Higgins on the climate crisis: ‘The cost of inaction is catastrophic’

26 Sep 2019

Image: © Irish Labour Party/Flickr

President Michael D Higgins underlined the grave implications of the impending climate crisis in an address to the UN General Assembly in New York.

President Michael D Higgins has warned that the climate crisis is “moving so much faster than the efforts we are expending or enlisting to address it” in a speech at the 74th UN General Assembly in New York.

He warned that there was no greater challenge facing the international community that is more urgent than the climate emergency, in an address as part of a campaign for Ireland to secure a seat on the UN National Security Council in 2021.

Higgins urged all countries to take decisive climate management moves and said nations must “muster the courage to take action”.

“We must expose and oppose the obduracy in continuation of what has been shown to be unsustainable,” he continued. “Otherwise, we will be justifiably regarded by future inhabitants of our planet as having colluded in the destruction of the lives and life-worlds of some of the most vulnerable peoples of our human family and the biodiversity on which our planetary life depends.”

He agreed with UN Secretary General António Guterres, who has said “that schoolchildren have grasped the urgency of climate action better than some global leaders”.

‘Young people, and citizens of all generations, are asking us now for more than a response to climate change.

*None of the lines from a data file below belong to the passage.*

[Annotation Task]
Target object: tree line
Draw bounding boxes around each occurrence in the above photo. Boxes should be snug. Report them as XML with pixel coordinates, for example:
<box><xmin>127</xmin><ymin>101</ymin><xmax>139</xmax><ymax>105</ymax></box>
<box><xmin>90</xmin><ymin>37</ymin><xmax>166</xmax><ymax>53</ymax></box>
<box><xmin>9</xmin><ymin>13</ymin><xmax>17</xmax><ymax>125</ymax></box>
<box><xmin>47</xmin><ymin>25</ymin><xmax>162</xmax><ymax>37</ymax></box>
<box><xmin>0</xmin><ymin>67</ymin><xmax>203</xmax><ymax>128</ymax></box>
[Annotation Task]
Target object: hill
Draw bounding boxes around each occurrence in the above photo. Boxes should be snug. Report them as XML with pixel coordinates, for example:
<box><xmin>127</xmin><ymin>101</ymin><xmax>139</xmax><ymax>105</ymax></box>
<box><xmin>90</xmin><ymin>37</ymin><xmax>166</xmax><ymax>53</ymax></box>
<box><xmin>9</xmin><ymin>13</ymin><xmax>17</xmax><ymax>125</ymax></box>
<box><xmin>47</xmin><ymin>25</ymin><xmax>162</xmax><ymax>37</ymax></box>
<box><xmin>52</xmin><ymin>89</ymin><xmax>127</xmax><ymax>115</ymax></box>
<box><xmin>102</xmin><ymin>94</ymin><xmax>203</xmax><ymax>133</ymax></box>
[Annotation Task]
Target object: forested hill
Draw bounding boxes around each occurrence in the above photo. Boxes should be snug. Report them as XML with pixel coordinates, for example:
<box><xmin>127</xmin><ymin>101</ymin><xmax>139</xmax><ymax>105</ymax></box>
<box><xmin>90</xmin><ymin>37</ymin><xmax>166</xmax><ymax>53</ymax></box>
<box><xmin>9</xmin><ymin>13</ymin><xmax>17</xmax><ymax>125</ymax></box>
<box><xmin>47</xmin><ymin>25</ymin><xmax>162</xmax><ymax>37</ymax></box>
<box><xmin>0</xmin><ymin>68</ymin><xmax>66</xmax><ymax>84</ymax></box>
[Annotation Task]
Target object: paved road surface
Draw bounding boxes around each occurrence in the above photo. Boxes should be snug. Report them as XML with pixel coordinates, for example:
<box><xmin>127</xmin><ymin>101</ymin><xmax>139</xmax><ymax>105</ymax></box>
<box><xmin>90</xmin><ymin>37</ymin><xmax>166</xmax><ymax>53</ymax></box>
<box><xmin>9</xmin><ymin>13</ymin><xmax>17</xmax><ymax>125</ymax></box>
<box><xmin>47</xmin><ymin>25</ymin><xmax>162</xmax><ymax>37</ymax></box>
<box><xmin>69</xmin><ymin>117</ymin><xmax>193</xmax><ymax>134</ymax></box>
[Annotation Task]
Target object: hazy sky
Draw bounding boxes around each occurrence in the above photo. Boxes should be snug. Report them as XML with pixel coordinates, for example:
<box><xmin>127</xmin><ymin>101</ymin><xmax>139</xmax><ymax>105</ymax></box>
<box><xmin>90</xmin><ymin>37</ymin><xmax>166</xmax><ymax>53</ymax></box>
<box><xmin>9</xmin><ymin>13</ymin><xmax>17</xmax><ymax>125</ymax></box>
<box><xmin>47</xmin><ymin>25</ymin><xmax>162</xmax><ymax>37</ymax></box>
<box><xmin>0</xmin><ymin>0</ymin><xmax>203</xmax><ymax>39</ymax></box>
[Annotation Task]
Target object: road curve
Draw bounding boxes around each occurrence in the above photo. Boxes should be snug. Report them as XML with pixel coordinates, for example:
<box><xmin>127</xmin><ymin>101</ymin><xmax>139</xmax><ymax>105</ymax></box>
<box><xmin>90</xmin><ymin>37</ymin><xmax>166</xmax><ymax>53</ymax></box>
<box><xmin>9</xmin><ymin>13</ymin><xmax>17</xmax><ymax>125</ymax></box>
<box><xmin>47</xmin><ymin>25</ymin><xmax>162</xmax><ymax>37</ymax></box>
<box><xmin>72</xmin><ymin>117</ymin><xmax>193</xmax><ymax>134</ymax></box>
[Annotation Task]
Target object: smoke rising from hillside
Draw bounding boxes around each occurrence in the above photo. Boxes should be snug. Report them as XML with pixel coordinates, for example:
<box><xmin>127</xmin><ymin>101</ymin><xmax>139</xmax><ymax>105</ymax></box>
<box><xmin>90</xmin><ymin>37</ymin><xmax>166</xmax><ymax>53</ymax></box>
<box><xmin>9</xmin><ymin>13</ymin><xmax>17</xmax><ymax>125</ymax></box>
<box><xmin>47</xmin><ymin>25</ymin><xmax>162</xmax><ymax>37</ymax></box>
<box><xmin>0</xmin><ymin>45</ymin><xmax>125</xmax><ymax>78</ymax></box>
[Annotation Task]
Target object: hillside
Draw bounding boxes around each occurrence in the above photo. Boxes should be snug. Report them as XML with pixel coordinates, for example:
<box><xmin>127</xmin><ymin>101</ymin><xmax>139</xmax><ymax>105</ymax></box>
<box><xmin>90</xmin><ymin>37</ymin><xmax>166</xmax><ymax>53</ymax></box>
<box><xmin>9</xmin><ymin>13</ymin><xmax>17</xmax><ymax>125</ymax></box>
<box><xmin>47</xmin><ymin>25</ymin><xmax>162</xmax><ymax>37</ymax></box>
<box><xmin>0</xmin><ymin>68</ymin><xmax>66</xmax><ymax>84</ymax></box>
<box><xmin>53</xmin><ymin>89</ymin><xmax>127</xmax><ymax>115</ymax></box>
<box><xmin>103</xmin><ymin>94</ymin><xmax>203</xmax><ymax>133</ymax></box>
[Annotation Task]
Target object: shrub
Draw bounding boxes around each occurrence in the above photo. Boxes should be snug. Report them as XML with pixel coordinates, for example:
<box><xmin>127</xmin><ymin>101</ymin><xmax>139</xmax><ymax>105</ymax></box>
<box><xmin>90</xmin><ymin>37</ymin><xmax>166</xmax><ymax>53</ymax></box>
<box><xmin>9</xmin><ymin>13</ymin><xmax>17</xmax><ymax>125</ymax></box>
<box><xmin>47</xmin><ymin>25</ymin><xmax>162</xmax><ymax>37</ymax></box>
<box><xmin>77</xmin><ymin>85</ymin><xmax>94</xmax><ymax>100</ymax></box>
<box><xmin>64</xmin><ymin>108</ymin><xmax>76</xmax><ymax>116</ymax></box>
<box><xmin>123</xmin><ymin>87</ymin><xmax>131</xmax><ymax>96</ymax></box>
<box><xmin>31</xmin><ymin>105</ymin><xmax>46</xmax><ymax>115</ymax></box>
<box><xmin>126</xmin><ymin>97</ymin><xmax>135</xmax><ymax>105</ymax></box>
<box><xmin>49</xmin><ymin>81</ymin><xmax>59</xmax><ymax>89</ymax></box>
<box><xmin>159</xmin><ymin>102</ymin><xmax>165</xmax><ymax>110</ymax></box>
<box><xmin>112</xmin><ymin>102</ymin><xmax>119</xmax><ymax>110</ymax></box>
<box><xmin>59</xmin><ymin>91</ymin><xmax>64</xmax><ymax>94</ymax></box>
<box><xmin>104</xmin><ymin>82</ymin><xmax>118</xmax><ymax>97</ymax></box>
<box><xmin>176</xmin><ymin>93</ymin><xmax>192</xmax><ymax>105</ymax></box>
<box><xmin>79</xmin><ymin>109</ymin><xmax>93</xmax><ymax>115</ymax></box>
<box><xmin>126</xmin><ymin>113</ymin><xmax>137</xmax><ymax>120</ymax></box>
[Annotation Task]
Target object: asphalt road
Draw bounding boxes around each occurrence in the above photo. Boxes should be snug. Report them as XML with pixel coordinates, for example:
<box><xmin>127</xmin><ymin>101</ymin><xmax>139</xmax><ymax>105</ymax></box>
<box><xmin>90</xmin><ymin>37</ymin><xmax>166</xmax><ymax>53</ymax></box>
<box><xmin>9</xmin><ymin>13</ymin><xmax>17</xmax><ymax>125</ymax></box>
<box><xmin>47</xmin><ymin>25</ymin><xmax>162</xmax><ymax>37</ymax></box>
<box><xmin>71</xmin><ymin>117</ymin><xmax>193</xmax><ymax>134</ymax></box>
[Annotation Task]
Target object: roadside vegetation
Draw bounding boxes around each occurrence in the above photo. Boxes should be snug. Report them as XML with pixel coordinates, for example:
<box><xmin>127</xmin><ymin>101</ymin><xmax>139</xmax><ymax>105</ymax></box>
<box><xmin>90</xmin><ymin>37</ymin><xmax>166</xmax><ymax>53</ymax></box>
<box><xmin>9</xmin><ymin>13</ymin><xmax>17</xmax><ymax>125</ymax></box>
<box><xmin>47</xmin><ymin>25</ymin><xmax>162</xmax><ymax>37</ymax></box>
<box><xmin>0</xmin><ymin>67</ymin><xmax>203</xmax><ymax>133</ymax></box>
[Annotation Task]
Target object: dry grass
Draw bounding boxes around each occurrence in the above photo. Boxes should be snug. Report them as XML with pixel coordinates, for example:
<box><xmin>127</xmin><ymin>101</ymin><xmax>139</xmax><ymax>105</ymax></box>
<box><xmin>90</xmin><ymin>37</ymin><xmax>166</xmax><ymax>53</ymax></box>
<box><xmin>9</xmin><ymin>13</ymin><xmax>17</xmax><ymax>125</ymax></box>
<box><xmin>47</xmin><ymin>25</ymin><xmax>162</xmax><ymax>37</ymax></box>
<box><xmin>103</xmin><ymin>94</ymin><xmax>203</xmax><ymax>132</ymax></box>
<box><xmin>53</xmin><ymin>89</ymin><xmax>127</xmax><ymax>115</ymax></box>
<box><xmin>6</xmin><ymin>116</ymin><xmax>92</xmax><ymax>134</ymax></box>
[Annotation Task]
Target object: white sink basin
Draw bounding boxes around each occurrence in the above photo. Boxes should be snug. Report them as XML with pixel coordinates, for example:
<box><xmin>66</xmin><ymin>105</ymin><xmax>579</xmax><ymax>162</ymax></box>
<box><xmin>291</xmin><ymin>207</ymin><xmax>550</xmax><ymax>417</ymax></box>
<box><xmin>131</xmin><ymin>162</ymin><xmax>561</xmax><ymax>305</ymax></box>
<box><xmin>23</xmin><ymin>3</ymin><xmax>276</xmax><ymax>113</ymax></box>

They are seeking authenticity of words and actions’
– MICHAEL D HIGGINS

These comments come hot on the heels of worldwide global climate strikes led by 16-year-old Swedish activist Greta Thunberg, which culminated in her speech at a UN climate summit on Monday.

Higgins noted that young people have “accepted the science” and have a keener grasp of the disastrous consequences of our present models, and “see the prospect of their futures disappearing due to inaction and short-term thinking.”

He continued: “Young people, and citizens of all generations, are asking us now for more than a response to climate change. They are seeking authenticity of words and actions.”

Laying the burden of this solely at the feet of the UN as an institution, he said, would be wrong, adding that responsibility is on all leaders and citizens to address the issue. Referring to his own personal role in climate crisis, he noted that he plans to travel by ship to Athens and Cyprus in October.

Higgins’ speech followed the release of the latest report from the UN’s Intergovernmental Panel on Climate Change (IPCC), which warned that sharp emissions cuts are needed to curb “unprecedented” changes in the world’s oceans and frozen areas due to the climate crisis.